A nivel nacional, el Sistema Nacional de Seguridad Pública reportó un salto de 6,715 a 9,467 carpetas, con Hidalgo como epicentro, seguido por Puebla y Estado de México. En ese mapa, Tabasco aparece en el quinto lugar, por encima de Querétaro y Jalisco, estados que históricamente también funcionan como corredores logísticos del combustible robado.

SALTO ESTADÍSTICO

Las cifras locales confirman la tendencia. De acuerdo con el Instituto para la Gestión, Administración y Vinculación Municipal, entre enero y septiembre de 2025 se identificaron 133 tomas clandestinas, contra apenas dos en el mismo periodo de 2024. El aumento porcentual supera el 6,500 por ciento, el más alto del país en términos relativos. En promedio, se detectó una perforación cada dos días.

La mitad de los eventos se concentró en Cárdenas, municipio históricamente vinculado al paso de ductos y a la conectividad carretera. También se registró un repunte en el robo de gas LP, que pasó de dos a cuatro perforaciones. Más que un brote aislado, el patrón sugiere una reactivación de corredores que nunca dejaron de operar, pero que durante años no quedaron reflejados en los conteos públicos.

REGISTROS DISÍMBOLOS

El contraste con años anteriores resulta evidente. Mientras IGAVIM reportaba cero tomas en 2023 y 2024, solicitudes de transparencia a Pemex documentaban perforaciones internas, eventos de integridad y decomisos en la entidad. Es decir, existían aseguramientos de combustible, cateos y detenciones, aunque la estadística oficial no mostrara tomas clandestinas.

Esa discrepancia entre Pemex, Sedena y observatorios ciudadanos generó una fotografía fragmentada del problema. El delito persistía, pero no aparecía en los indicadores. En 2025 esa brecha se redujo y Tabasco volvió a figurar en el mapa nacional, lo que sugiere una mejora en los mecanismos de reporte más que un surgimiento repentino del huachicol.

NUEVA LOGÍSTICA

Las investigaciones federales también confirman una transformación del negocio ilícito. El centro de gravedad ya no es sólo la manguera conectada al ducto, sino la logística fiscal y comercial, con bodegas, facturación simulada y trasiego por carretera o puertos. Bajo esa lógica, Tabasco opera como corredor estratégico del Golfo, más vinculado al transporte y resguardo que a la extracción masiva.

Este matiz resulta clave para la política pública. La detección temprana permite intervenir antes de que se consoliden mercados criminales locales como ocurrió en otras entidades.
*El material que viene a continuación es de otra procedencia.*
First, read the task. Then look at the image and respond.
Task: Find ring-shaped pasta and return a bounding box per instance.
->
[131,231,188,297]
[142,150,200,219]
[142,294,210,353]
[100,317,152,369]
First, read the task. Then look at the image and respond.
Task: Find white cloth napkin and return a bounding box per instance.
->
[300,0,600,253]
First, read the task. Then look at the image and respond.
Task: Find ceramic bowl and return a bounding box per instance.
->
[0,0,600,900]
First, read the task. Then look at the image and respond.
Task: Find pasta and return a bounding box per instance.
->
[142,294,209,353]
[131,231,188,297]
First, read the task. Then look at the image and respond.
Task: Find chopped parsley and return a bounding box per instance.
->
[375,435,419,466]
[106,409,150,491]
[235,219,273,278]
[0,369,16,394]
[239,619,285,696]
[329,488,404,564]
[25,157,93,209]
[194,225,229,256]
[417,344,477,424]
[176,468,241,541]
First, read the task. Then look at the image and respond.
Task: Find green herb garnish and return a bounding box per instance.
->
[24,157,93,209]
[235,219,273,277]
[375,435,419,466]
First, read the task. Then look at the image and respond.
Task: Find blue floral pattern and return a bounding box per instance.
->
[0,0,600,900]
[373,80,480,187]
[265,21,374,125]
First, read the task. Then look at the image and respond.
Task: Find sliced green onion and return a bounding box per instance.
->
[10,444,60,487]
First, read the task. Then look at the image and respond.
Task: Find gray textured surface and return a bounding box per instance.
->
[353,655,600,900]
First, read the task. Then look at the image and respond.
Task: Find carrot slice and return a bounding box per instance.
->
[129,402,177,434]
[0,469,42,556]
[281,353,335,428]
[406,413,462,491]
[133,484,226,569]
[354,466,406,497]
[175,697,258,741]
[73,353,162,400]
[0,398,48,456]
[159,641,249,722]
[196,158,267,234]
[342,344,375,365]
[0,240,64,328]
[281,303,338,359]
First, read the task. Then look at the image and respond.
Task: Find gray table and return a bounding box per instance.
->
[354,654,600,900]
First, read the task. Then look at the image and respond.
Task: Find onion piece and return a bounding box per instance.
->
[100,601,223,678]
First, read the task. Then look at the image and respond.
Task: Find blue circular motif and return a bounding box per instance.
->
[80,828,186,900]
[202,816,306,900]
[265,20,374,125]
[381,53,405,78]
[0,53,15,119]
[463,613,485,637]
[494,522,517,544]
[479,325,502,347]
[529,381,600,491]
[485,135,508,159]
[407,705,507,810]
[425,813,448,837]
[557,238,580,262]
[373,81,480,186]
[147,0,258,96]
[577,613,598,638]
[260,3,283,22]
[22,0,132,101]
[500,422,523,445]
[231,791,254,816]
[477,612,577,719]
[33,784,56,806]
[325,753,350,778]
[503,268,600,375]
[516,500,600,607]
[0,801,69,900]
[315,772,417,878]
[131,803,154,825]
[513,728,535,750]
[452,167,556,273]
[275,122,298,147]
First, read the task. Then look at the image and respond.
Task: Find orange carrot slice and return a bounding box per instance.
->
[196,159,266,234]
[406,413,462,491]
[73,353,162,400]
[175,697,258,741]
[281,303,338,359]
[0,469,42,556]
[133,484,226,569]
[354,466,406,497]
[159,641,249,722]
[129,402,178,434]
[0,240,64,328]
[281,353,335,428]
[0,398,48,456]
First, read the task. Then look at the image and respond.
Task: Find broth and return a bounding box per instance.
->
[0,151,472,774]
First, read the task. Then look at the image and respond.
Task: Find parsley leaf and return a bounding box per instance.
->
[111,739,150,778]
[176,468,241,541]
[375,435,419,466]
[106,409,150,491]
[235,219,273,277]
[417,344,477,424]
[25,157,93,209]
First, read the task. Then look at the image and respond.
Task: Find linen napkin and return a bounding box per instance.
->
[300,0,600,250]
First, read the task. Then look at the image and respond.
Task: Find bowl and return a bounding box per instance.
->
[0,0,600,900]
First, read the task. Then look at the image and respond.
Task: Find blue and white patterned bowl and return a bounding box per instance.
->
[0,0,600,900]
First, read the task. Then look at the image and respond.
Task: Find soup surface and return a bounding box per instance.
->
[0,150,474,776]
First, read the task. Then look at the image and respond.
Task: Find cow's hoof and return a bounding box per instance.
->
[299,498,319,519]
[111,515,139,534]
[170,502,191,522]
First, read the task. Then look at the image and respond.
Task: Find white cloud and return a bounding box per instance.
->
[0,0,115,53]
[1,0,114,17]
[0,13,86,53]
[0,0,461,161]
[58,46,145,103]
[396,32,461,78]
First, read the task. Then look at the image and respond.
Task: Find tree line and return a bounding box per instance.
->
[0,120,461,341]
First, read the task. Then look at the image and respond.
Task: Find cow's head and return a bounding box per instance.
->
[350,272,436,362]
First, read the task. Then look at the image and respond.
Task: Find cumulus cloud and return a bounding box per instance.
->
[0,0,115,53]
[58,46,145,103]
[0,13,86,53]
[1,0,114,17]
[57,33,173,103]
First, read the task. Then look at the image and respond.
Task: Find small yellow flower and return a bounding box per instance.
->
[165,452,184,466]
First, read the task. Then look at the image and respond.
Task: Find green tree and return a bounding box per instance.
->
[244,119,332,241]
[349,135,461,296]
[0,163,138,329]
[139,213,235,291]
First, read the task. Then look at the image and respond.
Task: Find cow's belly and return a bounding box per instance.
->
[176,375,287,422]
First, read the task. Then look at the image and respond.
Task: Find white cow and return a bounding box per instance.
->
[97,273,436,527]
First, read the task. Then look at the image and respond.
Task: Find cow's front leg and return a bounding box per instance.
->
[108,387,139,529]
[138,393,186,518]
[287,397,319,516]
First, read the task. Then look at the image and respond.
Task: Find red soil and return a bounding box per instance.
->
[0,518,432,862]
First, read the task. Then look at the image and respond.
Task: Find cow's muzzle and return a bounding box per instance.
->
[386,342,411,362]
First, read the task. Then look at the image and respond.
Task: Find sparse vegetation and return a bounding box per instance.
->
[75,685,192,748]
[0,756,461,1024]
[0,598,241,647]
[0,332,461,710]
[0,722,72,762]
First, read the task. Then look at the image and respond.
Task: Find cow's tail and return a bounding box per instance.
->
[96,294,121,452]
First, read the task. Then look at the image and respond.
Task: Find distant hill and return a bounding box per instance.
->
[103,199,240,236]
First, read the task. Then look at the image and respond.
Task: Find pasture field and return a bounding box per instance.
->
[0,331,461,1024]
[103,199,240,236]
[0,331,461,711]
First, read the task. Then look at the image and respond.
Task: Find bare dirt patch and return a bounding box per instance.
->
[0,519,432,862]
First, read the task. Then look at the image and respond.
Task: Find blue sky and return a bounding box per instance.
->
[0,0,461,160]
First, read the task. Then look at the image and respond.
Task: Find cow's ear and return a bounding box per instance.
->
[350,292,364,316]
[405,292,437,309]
Lejos de representar una crisis estructural, el repunte estadístico funciona como señal preventiva y oportunidad para fortalecer la coordinación entre Pemex, fuerzas federales y autoridades estatales.

En ese sentido, los datos ofrecen una lectura menos alarmista y más institucional: el delito no apareció de la nada; reapareció el registro. Y contar bien el problema es el primer paso para enfrentarlo con eficacia.